Once you've pre-processed your data according to our recommendations, you are ready to undertake the variant discovery process, i.e. identify the sites where your data displays variation relative to the reference genome, and calculate genotypes for each sample at that site. Unfortunately some of the variation you observe is caused by mapping and sequencing artifacts, so the greatest challenge here is to balance the need for sensitivity (to minimize false negatives, i.e. failing to identify real variants) vs. specificity (to minimize false positives, i.e. failing to reject artifacts). We have found that it is very difficult to reconcile these objectives in a single step, so instead we decompose the variant discovery process into two steps: variant calling and variant quality score recalibration (VQSR) (or hard-filtering in cases where recalibration is not possible). The variant calling step is designed to maximize sensitivity, while the recalibration step applies smart filters that improve specificity.
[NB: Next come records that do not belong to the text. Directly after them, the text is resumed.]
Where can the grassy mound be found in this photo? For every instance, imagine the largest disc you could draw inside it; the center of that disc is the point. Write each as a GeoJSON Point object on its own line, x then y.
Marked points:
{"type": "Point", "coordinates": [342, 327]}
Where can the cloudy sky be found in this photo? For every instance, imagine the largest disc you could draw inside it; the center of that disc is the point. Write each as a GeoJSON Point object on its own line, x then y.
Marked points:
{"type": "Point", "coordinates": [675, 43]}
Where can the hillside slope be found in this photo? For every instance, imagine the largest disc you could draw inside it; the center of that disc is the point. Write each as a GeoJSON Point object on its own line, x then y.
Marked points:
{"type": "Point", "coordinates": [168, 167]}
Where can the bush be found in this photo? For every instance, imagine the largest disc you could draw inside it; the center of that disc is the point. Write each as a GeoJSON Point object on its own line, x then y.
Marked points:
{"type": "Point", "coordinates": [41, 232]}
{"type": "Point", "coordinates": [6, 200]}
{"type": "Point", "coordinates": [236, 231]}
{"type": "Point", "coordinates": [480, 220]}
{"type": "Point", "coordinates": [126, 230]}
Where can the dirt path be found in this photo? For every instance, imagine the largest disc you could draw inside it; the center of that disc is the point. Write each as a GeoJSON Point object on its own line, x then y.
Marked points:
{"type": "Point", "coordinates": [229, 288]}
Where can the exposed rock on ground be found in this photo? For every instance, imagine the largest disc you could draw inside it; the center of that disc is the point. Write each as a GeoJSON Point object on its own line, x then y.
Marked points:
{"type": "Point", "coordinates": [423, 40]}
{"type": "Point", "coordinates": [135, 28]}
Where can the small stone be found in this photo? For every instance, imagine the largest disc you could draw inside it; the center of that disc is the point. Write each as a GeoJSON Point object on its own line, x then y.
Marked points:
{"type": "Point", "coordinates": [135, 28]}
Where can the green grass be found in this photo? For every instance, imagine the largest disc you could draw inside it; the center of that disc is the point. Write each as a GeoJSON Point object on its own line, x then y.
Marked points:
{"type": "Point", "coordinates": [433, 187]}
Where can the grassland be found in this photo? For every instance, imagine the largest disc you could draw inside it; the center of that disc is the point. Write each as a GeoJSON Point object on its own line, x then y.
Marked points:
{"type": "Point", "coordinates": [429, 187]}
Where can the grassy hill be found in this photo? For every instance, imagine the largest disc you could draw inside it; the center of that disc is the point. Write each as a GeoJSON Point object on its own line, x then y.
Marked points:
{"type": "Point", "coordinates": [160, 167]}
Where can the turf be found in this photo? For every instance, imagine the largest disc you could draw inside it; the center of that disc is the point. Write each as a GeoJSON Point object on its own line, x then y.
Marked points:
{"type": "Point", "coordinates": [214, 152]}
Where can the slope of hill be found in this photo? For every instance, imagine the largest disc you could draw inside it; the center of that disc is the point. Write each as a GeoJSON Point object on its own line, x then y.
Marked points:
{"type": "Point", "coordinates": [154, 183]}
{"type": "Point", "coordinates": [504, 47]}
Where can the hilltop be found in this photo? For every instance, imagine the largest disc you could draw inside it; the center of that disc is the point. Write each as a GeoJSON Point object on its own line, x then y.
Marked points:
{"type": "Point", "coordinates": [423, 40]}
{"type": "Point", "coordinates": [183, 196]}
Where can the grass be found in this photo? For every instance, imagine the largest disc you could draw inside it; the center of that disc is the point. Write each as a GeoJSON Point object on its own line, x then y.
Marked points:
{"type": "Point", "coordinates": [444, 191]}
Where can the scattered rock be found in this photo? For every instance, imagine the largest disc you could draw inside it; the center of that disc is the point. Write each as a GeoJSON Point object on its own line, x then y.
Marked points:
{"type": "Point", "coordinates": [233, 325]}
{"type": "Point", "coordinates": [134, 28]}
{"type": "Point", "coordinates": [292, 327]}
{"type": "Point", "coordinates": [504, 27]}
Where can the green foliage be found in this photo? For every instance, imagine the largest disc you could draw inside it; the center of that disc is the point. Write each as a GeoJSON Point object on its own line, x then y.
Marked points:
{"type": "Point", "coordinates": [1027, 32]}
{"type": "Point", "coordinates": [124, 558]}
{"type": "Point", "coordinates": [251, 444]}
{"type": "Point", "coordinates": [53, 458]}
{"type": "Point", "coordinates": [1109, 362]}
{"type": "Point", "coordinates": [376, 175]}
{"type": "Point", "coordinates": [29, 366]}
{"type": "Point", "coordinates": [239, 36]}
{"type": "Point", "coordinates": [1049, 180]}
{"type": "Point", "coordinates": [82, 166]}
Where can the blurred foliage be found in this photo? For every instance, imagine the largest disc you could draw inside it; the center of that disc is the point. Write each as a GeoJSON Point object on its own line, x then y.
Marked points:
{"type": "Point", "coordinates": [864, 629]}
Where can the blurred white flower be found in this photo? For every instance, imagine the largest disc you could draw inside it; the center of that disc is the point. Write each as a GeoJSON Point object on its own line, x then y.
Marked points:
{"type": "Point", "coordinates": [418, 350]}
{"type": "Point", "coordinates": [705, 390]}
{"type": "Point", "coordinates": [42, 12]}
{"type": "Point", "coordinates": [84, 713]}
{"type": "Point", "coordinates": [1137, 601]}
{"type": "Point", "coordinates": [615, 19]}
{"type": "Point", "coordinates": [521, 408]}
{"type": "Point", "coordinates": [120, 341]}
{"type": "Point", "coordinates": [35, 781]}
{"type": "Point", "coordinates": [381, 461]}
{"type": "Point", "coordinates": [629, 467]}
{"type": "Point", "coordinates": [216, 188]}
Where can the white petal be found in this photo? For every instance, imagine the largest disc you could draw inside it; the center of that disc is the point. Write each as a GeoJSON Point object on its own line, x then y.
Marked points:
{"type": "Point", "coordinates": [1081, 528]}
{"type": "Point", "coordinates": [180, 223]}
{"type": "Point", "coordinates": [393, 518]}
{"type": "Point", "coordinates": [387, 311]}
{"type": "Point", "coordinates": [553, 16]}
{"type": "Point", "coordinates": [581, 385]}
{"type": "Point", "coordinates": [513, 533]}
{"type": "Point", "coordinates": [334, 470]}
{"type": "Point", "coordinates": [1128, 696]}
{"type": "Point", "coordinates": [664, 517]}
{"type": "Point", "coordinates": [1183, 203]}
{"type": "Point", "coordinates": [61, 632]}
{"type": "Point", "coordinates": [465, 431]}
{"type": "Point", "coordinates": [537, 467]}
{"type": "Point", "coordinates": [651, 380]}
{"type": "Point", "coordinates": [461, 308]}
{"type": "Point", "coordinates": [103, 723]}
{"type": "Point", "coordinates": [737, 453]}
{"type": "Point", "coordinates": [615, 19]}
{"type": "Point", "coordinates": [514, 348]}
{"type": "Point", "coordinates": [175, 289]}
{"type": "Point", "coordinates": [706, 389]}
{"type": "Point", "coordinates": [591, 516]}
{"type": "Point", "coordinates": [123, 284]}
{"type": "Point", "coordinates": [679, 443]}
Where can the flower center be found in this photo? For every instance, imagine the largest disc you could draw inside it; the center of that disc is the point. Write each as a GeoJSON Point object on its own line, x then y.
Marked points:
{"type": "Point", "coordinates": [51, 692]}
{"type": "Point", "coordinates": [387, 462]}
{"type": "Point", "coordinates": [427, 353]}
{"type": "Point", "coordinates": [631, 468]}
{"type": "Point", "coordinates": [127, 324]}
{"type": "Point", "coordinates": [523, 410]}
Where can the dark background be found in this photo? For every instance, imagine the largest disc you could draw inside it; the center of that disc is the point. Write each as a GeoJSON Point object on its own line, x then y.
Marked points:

The GATK includes two variant calling tools, HaplotypeCaller and UnifiedGenotyper, so your first decision here is to choose one of them for calling variants on your data. The HaplotypeCaller is a more recent and sophisticated tool than the UnifiedGenotyper, and we recommend using HaplotypeCaller in all cases, with only a few exceptions (see FAQs below).
Regardless of which caller you use, the variant recalibration process will be the same. If you need to do hard-filtering instead of variant recalibration, see the FAQs in the VQSR tab.